Pressemitteilungen 2008

Qualität, Transparenz und Effizienz vereint in QUELL

Berlin, 26. Februar 2008 – „Wir werden das Vergütungs-Konzept der Pneumologen unterstützen. Gemeinsam mit dem Berufsverband werden wir die Krankenkassen von den Vorteilen überzeugen. Es kann als Prototyp auch für andere Facharztgruppen dienen. Ich schlage vor, es im Rahmen von Strukturverträgen zu testen.“ Dieses Fazit hat heute in Berlin Dr. Andreas Köhler gezogen. Der Vorsitzende des Vorstands der Kassenärztlichen Bundesvereinigung (KBV) stellte zusammen mit Dr. Andreas Hellmann das Modell QUELL (Qualitätsgesicherte Liquidationsordnung für Lungenärzte) vor. Hellmann ist Vorsitzender des Bundesverbands der Pneumologen (BdP). „QUELL steht für Qualität, Transparenz und Effizienz. Das sind Eigenschaften, die – neben einer angemessenen Vergütungshöhe – über Erfolg oder Misserfolg der Honorarreform entscheiden werden“, erklärte Hellmann.

Das Pneumologen-Konzept setzt auf Ergebnisse, nicht einzelne Leistungen: Erst wenn eine Diagnose gesichert ist, entsteht ein Vergütungsanspruch. „Das erspart Patienten überflüssige Untersuchungen und dem Arzt Kosten“, so Hellmann. QUELL sieht vor, dass Ärzte für neue und lange nicht einbestellte Patienten mehr Geld erhalten als für dauerhaft in der Praxis versorgte. Schließlich, so der BdP-Vorsitzende, sei der Aufwand in diesen Fällen erheblich größer. Rasche Wiedereinbestellungen würden unrentabel. Das Modell sieht außerdem Zuschläge für besondere Krankheitsverläufe und Einzelleistungen bei nicht vermehrbaren Leistungen vor.

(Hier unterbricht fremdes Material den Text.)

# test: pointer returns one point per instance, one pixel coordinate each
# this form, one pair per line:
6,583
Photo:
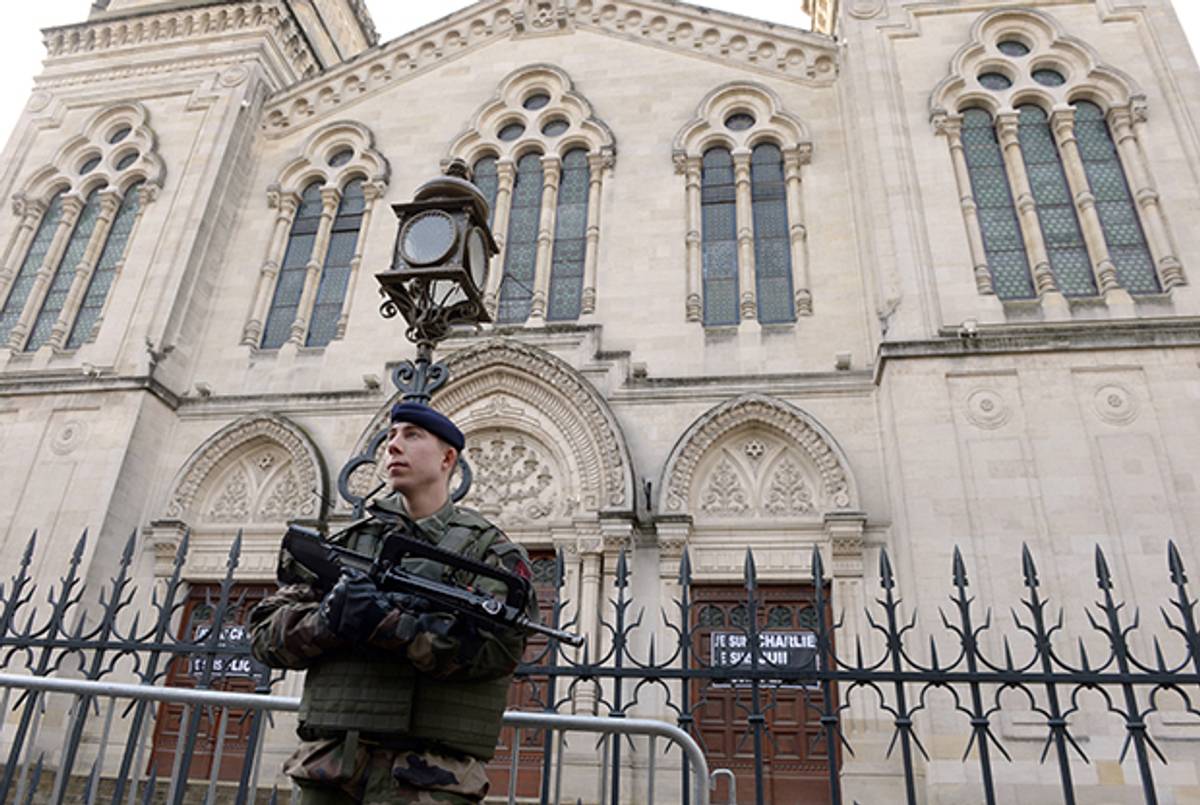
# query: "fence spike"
1029,569
960,569
886,578
1179,575
1103,577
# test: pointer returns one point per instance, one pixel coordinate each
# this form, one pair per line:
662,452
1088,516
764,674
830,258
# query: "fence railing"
747,650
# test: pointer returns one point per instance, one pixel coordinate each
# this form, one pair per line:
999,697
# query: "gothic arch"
299,482
527,395
808,450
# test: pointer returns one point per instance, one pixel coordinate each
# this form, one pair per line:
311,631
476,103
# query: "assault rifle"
327,562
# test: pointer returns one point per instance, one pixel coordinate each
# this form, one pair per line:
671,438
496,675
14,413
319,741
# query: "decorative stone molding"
519,388
1087,77
781,488
232,479
762,47
65,169
765,121
585,130
183,24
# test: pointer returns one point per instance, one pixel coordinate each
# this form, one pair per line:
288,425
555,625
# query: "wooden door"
240,676
795,757
528,695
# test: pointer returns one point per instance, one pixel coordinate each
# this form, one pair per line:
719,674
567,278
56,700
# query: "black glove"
355,606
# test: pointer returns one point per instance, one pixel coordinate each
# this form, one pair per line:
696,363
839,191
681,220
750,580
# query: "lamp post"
436,282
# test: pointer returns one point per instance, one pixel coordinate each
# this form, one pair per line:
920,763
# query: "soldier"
400,704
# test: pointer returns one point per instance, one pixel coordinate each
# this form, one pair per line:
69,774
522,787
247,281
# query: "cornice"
755,46
202,23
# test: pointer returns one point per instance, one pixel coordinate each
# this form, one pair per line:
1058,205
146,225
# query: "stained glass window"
336,272
289,283
719,244
106,269
487,180
18,293
64,274
772,246
1056,209
1114,203
570,239
1002,241
521,246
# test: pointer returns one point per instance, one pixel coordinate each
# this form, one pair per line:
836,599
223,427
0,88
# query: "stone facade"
907,406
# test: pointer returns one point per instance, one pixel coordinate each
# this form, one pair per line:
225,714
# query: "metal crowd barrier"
515,719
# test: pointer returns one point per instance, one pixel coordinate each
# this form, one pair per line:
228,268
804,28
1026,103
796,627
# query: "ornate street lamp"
436,282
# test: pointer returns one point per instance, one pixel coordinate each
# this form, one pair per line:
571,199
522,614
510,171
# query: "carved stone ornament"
261,467
507,384
803,454
754,46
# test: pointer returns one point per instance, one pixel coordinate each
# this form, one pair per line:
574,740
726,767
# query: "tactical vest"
385,694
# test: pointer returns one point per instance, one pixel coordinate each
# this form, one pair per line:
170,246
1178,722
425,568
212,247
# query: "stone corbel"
844,530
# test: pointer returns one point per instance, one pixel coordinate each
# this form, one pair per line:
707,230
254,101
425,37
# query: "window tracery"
77,216
324,200
1067,154
540,157
747,244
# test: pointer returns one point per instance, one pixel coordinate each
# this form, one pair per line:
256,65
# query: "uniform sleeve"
448,647
286,630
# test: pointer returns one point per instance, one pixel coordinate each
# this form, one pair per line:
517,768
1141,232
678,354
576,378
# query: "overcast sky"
21,42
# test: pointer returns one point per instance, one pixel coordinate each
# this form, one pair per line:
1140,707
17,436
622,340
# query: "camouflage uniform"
390,768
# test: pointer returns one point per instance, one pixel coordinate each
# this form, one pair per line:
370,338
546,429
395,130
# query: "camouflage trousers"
345,770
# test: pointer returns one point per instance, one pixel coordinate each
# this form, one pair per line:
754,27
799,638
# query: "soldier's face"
418,461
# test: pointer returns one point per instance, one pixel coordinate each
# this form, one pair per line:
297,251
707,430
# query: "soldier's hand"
354,607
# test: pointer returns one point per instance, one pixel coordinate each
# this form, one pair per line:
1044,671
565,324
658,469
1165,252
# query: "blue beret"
436,422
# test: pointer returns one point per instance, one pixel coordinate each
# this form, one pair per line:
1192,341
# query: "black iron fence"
754,677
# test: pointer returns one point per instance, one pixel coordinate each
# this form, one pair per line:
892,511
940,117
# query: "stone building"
917,278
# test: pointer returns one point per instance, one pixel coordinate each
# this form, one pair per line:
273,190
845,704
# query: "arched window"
521,245
994,202
747,245
720,238
64,274
1066,133
18,293
539,156
570,239
334,276
772,246
1114,203
293,270
487,180
106,268
1055,206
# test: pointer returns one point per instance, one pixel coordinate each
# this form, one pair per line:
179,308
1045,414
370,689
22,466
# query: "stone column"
1026,208
505,176
952,127
748,305
372,191
551,173
109,203
286,203
1127,124
798,233
598,166
30,212
330,197
1062,124
72,205
690,167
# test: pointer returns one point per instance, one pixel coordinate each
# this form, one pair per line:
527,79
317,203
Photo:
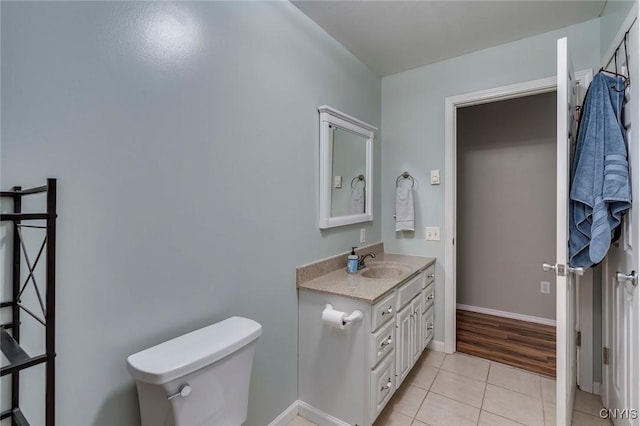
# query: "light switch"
435,177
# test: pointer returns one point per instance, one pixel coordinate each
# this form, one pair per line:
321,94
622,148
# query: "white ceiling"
395,36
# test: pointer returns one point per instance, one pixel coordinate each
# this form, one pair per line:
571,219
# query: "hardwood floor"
522,344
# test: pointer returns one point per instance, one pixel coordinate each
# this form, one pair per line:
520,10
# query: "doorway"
506,209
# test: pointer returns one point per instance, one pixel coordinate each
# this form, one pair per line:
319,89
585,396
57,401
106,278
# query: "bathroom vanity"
347,376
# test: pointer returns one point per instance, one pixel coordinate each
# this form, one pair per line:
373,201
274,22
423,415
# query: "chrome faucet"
361,259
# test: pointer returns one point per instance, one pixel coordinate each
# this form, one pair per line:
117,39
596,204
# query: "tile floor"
460,390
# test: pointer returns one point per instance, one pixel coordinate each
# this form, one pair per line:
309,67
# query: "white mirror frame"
330,116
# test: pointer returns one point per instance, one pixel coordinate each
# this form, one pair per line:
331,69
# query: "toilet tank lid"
189,352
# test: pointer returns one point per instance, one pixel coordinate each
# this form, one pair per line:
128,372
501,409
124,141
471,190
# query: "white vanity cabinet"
347,376
409,342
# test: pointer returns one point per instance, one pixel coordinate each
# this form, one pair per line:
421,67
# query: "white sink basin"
378,270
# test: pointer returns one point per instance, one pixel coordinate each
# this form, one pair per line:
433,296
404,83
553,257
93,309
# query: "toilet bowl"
198,379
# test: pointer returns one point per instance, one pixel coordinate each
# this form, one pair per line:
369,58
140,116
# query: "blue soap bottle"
352,261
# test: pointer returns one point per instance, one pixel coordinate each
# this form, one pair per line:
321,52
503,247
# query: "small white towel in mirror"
357,201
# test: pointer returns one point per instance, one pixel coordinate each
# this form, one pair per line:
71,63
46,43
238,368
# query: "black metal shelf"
10,332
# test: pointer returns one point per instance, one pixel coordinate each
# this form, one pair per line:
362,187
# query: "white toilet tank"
198,379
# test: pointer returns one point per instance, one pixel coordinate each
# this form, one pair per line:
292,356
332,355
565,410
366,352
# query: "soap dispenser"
352,261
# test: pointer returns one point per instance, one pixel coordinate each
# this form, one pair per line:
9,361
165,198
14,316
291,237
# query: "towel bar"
406,175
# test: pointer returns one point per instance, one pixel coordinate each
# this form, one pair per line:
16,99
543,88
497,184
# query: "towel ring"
357,179
406,175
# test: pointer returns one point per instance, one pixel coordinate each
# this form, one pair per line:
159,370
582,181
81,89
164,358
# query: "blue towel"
600,185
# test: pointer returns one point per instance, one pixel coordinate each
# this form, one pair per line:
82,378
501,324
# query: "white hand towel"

KBV-Chef Köhler: „Das System belohnt Ärzte, die leitliniengerecht therapieren und ihr Handeln dokumentieren. Damit liefern sie auch wichtige Daten für die Versorgungsforschung. QUELL wäre deshalb ein echter Schritt nach vorn für alle Akteure im Gesundheitswesen.“

Das Konzept der Pneumologen existiert seit zehn Jahren. Die Krankenkassen konnten sich bislang nicht entschließen, es zu testen. Die Honorarreform soll niedergelassenen Ärzten und Psychotherapeuten eine leistungsgerechte Vergütung in Euro und Cent bringen. Das Krankheitsrisiko geht auf die Krankenkassen über.